FE Simulation of Hand Grasping, Model Validation and Sensitivity Analysis

To validate this FE human hand, the three in-vivo grasping tests were simulated. The simulated contact pressure at five fingertips and the contact area across the whole hand were compared to their measured counterparts. The contact pressure was detected by the data glove during the in-vivo experiment. Red paint was daubed onto the subject’s hand and paper was wrapped onto the surface of the objects to capture the contact area of the hand. Photos of the handprints were taken with a scale and imported into Creo (PTC, Creo Parametric, US) to measure the area. Each grasp was performed six times to obtain the average values and standard deviations.

A series of sensitivity analyses was conducted to investigate the effect of material properties and muscle forces on contact pressure and contact area. The findings can be applied as guidance to the design of bionic hands in the future, such as in the material selection. To perform the material sensitivity study, the experimental results of the uniaxial tensile test available in the literature18,19 were modified. The stress-strain curve of the skin and subcutaneous tissue were adjusted by modifying the experimental stress values by ± 5 and ± 10% while the strain values were kept unchanged. The modified stress-strain data was then fitted again and input into the Ogden model by using the ‘material evaluate’ module in Abaqus to obtain the new material properties. Finally, sensitivity analysis was carried out based on these modified material parameters. For illustration, only cylindrical grasping was simulated for sensitivity analysis of material properties.

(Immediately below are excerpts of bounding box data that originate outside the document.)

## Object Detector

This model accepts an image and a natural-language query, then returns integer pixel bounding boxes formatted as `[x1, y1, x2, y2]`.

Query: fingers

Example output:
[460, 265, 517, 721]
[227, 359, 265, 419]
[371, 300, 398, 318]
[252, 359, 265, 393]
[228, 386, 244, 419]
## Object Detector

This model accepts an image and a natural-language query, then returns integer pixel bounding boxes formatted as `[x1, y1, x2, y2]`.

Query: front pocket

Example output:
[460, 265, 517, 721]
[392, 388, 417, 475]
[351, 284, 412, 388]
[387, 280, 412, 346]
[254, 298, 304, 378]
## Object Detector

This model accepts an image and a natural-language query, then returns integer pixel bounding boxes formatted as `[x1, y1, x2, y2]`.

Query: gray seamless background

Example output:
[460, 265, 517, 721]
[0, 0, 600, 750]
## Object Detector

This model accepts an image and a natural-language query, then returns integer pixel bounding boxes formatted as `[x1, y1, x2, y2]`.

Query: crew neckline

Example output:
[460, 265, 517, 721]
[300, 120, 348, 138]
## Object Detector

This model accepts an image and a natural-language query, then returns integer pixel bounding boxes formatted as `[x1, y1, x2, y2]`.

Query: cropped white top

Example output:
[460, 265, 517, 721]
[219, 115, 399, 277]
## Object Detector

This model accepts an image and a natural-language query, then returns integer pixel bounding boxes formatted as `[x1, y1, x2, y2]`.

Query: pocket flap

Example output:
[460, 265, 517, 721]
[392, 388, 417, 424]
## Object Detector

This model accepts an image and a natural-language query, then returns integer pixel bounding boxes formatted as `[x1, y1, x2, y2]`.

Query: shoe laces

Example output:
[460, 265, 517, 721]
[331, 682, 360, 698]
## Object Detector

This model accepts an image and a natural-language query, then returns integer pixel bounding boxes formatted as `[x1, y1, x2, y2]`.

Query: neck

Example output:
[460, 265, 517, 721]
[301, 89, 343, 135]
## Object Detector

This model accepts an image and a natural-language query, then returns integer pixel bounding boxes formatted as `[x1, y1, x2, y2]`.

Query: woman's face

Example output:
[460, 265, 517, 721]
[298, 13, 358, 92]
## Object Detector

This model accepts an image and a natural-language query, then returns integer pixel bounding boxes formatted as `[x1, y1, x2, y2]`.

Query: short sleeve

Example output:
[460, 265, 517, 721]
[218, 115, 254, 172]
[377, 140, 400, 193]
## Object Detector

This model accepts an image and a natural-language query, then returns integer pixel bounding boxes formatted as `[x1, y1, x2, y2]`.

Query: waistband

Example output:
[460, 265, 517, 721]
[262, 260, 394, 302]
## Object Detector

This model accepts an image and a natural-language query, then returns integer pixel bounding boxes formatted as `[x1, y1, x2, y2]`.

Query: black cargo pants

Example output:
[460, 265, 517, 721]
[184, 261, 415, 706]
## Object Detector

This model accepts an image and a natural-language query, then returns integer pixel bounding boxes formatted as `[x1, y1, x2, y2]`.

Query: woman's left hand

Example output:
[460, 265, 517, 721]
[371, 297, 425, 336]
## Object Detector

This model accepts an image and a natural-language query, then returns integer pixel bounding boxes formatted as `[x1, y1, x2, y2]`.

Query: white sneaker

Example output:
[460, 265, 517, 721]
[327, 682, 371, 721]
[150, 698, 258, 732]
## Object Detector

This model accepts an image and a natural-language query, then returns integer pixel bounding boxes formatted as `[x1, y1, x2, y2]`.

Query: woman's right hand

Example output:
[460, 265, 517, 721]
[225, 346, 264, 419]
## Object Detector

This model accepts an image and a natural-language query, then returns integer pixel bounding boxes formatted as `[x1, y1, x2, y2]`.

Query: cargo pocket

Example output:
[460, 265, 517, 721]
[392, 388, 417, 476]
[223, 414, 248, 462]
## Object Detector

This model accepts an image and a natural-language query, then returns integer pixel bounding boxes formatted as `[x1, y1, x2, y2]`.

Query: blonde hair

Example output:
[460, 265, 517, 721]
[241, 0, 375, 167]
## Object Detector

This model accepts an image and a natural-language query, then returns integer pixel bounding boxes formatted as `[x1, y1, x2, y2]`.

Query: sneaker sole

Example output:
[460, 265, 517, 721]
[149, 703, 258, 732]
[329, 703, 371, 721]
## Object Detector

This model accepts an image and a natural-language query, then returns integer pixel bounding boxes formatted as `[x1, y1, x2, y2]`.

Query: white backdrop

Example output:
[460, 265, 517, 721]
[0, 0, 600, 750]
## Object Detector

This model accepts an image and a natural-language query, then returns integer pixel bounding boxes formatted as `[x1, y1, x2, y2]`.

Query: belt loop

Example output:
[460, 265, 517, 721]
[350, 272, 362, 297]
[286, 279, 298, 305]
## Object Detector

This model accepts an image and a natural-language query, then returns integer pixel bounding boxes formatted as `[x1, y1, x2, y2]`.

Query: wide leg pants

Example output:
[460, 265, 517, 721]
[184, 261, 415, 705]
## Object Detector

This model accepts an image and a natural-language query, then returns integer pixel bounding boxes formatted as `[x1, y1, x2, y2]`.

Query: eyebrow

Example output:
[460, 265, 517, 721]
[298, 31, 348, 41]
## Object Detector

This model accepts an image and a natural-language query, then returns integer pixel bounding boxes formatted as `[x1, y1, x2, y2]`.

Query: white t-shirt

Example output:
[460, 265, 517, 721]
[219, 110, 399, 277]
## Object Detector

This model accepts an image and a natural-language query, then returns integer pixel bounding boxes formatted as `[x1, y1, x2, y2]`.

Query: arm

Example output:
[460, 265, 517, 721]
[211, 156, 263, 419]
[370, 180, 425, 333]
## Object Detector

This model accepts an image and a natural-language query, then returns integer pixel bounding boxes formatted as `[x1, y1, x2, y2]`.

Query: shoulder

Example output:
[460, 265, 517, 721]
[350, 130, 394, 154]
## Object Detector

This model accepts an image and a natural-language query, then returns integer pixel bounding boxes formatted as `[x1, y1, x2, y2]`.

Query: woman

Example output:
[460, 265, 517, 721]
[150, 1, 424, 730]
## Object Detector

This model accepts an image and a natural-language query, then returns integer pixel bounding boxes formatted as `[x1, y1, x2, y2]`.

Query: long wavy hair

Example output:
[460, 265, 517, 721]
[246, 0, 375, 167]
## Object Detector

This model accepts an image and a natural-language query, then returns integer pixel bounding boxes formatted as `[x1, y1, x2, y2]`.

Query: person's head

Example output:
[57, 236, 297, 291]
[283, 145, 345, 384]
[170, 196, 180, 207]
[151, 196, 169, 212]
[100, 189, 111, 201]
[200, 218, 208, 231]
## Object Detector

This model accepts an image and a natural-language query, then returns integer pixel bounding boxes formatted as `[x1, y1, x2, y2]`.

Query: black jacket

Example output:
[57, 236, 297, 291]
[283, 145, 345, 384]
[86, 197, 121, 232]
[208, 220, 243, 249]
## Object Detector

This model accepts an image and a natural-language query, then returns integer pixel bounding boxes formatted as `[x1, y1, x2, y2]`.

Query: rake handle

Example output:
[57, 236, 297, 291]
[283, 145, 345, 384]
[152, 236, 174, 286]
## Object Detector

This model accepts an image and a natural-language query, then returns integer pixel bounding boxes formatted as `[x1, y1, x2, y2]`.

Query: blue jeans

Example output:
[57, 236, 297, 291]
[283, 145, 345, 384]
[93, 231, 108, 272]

The forces of FDS, FDP, AP, and FPB muscles were varied by ± 5, ± 10% from their baseline values for the sensitivity study. For each trial, only one muscle force was modified while other forces remained unchanged to study the sensitivity of this particular force. The modified material properties and muscle forces are presented in the Tables S2 to S6, Figs. S1 and S2 in the supplementary material of this paper.

Results

Figure 4 shows the predicted contact pressure and contact area for the three different grasping and Fig. 5 shows a comparison between the FE predicted and experimental measured contact areas. It is clear that the predicted contact areas matched the in-vivo experiment results very well for all three of the grasping. The hand was divided into six different contact regions: five fingers and one palm. Results in each region are presented and compared. As mentioned before, each in-vivo grasping test was performed for six times. The muscle forces and joint angles from each test were imported into the FE model, resulting in 6 simulations. The numerical model agreed well with the in-vivo experimental results, as shown in Fig. 6. The highest contact pressure observed was on the distal fingertip of the thumb during cylindrical and spherical grasping. In the case of precision grasping, the highest contact pressure appeared on the index finger rather than the other fingers. It can be seen that the contact area varied greatly among six contact regions for each particular grasping posture and also among three different grasping actions. The relative differences between the predicted and experimental results are shown in Fig. 7 together with their standard deviations. The relative differences of contact pressure for the cylindrical and spherical grasping were all below 20% and the differences were all less than 16% for precision grasping. The relative differences for the contact area in all grasps were below 15%. In all cases, the in-vivo contact pressure was less than the simulated results. By contrast, all of the contact areas from the in-vivo experiments were larger than the simulated values by 7.9 to 14.1%. All of the simulation results lay within the range of deviations of the experimental results. Therefore the difference between experiments and simulations are not statically significant.

Figure 4
figure 4

Predicted contact area and pressure during three grasping.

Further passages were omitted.